One of the challenges in our relations is lack of adequate attention to the economic component of our partnership. We hope that this bilateral dialogue will help to resolve this problem.

– Have the dates and place for the dialogue been decided? Who will head the delegations from the Russian and Indian sides?

– Presently we are working on the format and agenda. If all preparatory work is completed, then the dialogue will be held before the next Summit, most likely in St. Petersburg. We hope that the Indian side will be headed by Vice Chairman of NITI Aayog Rajiv Kumar. I would note that the Chairman of NITI Aayog is Prime Minister Narendra Modi and thus the delegation will be headed at a very high-level. The Russian side is expected to be headed by Minister of Economic Development Maxim Oreshkin.

– How would you assess the dynamics of development of India-Russia economic relations in the current year?

– I think the dynamics has been positive.
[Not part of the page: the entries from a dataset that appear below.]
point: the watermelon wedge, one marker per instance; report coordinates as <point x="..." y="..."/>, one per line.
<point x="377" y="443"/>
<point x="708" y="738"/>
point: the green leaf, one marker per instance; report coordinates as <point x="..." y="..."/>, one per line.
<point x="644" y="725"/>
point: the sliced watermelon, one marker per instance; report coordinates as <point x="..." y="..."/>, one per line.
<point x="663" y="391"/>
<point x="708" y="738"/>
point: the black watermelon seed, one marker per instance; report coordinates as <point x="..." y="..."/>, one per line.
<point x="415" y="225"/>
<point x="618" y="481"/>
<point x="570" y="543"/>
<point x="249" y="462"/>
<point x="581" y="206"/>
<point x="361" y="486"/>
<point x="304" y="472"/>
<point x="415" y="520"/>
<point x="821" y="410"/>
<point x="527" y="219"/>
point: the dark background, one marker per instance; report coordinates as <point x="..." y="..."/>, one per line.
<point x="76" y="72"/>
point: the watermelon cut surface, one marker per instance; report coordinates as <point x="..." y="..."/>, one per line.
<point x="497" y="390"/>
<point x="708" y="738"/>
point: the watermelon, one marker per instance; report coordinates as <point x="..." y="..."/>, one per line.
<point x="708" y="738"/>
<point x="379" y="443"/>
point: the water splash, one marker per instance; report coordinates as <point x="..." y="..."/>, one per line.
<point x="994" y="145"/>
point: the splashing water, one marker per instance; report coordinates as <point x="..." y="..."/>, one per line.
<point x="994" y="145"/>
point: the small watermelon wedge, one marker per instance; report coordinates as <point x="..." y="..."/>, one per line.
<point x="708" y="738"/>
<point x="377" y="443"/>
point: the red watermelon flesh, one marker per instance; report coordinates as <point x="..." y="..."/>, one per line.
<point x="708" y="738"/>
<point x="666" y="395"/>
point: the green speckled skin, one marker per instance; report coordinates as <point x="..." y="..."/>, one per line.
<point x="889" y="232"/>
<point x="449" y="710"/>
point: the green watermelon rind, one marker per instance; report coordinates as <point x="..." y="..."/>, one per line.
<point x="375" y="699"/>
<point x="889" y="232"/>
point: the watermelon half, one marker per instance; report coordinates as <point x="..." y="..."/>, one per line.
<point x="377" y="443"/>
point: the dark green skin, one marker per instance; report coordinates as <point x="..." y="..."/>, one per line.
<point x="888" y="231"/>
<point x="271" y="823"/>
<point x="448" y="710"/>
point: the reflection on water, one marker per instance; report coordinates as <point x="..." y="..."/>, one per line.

The Minister of Commerce and Industry of India Suresh Prabhu took part in SPIEF.  He held fruitful meetings with Deputy Prime Minister and Presidential Plenipotentiary Envoy to the Far Eastern Federal District and Ministers of Economic Development, Transport, Industry & Trade. Both sides agreed on prospective areas of future cooperation such as Agriculture, Forest Industry, Fertilizers, Mineral Resources, Gold mining, Diamond Industry, Civil Aviation and others. We also would like to cooperate in the spheres of transport and logistics and invite Russian companies to take part in the construction of industrial corridors in India.

As for the energy sphere, I would like to note that the other day India received the first consignment of Liquefied Natural Gas (LNG) under a long term contract to the tune of 2.85 million metric tonnes every year. This is a historic step in the creation of an energy bridge between India and Russia. As per our information, bilateral trade turnover last year has increased by 20%. This growth took place mainly because of increase in export of petro-products, fertilizers and equipment for nuclear power plants from Russia to India.

– I would like to touch upon the subject of construction of Rooppur Nuclear Power Plant in Bangladesh. How exactly is India going to participate in the project? Is possibility of other joint projects in third country being considered by Moscow and Delhi?

– The trilateral agreement provides various options for India’s participation in the Rooppur NPP including training of personnel, participation in construction work, supply of equipment and ensuring security. The companies will have to negotiate the exact format of cooperation.

As for the second question, the answer is yes. Both sides are of the same opinion that they can work together in third countries in various fields including Nuclear Energy and Oil & Gas sphere. The talks are presently in a preliminary stage.